Et si le Royaume Uni avait eu raison ? Et si la lutte contre le coronavirus ne regardait que les Etats, mode ancien « monde » ? Et si l’Europe finalement n’était qu’un leurre et n’existait pas ?
C’est ce que devait penser à l’évidence, le Premier ministre italien Giuseppe Conte, qui a hésité à raccrocher son téléphone lors du dernier Conseil Européen qui réunissait en visio conférence présidents et chefs de gouvernement des 27 états de l’Union. C’est ce qui a aussi incité le premier ministre espagnol Pedro Sanchez à s’adresser aux dirigeants européens des pays du nord de l’Europe dans une tribune libre publiée en Allemagne dans un des plus importants média du pays.
Car en vérité, c’est bien de cela qu’il s’agit. La fracture entre « nordistes « et « sudistes » a rarement été aussi profonde. On avait déjà vécu une situation tendue lors de la crise grecque où il s’en est fallu de peu que la zone Euro n’explose et avec elle l’union tout entière.
Et aujourd’hui les grands clichés resurgissent. Amer, l’ancien premier ministre italien Enrico Letta lorsqu’il montre du doigt ces européens qui veulent séparer les pays européens entre « cigales et fourmis» ; Et de s‘insurger que « ces dernières autoproclamées vertueuses accusent les autres de vouloir trop dépenser ». Visées notamment l’Allemagne, les Pays Bas, l’Autriche et la Finlande, qui craignent de devoir financer les dettes des pays les moins fortunés. Or, en l’occurrence, il est difficile d’accuser Italie, Espagne et autres pays du sud, dont peut-être la France, de pays du « dilettantisme », alors que le Covid 19 les a frappées de plein fouet sans que leur responsabilité, notamment économique ne soit en cause. Enorme différence avec la crise grecque. Colère aussi du premier ministre italien actuel, après les propos peu amènes, et le mot est faible, du chef du gouvernement des Pays – Bas, Mark Rutte, montrant du doigt le gouvernement de Rome, alors que la crise sanitaire n’a rien à voir avec la dette.
Or, l’Europe ne peut se payer le luxe d’une nouvelle crise après le Brexit. Bruxelles l’a bien compris, peut-être un peu tard mais les excuses de la présidente de la commission européenne, Ursula von der Leyen, assurant que « l’Europe était aux côtés de l’Italie », et que l’Union débloquerait 100 milliards d’euros notamment pour aider les pays les plus durement touchés, sont de nature à calmer les esprits.

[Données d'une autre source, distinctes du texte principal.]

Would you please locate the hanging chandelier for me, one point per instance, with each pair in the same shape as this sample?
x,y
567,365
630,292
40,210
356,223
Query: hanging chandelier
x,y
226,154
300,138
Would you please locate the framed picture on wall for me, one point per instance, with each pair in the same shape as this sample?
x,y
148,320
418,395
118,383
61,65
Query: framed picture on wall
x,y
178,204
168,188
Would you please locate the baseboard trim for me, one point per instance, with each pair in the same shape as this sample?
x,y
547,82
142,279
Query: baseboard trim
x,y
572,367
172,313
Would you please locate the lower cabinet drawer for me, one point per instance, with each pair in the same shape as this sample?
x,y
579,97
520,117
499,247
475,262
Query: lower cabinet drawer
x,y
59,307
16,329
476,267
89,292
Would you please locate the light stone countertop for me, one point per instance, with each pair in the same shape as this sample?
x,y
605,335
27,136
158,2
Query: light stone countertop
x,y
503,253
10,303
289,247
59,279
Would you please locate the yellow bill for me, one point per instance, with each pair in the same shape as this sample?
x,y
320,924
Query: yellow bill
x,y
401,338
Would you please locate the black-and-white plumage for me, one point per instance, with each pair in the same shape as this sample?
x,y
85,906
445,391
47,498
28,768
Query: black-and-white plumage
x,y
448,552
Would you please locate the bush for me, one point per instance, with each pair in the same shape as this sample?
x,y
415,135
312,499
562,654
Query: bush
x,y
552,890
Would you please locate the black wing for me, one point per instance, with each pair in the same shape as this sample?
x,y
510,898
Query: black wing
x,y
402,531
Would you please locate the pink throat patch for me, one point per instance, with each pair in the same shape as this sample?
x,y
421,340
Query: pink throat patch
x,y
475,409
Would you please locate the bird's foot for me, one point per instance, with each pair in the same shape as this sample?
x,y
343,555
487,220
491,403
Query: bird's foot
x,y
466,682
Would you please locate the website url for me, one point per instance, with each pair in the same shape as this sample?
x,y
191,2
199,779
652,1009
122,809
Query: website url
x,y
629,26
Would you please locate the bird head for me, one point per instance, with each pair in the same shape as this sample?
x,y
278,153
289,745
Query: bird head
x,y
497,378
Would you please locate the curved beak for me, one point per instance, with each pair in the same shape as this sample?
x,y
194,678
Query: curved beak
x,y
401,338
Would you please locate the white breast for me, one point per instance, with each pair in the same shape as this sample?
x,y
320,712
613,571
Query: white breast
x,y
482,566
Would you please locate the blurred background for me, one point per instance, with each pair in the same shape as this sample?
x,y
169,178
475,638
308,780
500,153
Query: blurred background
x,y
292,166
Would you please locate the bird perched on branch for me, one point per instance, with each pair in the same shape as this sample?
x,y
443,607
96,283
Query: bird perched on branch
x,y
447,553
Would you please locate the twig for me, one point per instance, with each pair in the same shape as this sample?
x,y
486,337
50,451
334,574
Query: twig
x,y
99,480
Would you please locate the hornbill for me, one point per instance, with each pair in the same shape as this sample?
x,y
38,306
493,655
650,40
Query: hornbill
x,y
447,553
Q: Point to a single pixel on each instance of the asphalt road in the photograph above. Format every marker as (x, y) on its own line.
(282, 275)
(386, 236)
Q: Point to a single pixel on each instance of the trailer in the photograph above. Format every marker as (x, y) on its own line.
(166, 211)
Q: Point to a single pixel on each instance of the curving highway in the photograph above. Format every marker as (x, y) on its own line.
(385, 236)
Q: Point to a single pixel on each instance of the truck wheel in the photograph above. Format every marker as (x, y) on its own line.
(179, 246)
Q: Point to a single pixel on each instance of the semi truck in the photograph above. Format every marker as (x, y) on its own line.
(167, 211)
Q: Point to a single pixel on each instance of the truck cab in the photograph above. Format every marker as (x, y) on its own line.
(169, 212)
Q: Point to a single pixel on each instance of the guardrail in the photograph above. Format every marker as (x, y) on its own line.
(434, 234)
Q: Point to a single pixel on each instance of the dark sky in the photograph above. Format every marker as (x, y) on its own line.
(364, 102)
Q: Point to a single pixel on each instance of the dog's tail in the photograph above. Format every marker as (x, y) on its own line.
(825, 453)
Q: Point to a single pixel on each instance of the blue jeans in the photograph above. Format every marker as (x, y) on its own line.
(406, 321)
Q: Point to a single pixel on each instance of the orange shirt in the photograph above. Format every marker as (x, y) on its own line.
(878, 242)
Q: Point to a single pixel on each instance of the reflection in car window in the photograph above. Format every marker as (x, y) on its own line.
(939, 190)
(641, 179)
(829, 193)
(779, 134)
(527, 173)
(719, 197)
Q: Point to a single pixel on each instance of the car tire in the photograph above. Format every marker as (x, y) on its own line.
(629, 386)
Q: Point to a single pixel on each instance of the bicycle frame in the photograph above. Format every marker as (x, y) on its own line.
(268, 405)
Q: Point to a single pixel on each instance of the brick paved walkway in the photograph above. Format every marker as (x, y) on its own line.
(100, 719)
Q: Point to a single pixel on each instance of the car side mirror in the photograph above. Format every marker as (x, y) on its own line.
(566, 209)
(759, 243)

De même l’initiative de deux commissaires européens, le français Thierry Breton et l’italien Paolo Gentiloni, demandant aux 27 Etats membres de l'UE de faire preuve de "solidarité" en créant un fonds européen financé par l'impôt et capable d'émettre des obligations à long terme, des « coronabonds », devrait servir à calmer les ardeurs des uns et la colère des autres.
Mais tout danger de schisme n’est pas écarté pour autant. Les discussions et les orientations arrêtées par le prochain conseil européen et donc par les présidents et chefs de gouvernement seront lourds de conséquences. Si aucun accord réaliste n’est conclu, le risque d’une crise politique majeure sera grand. L’Europe serait gravement en danger et le monde avec elle. Les aventuriers, les démagogues et autres populistes auront alors un boulevard devant eux.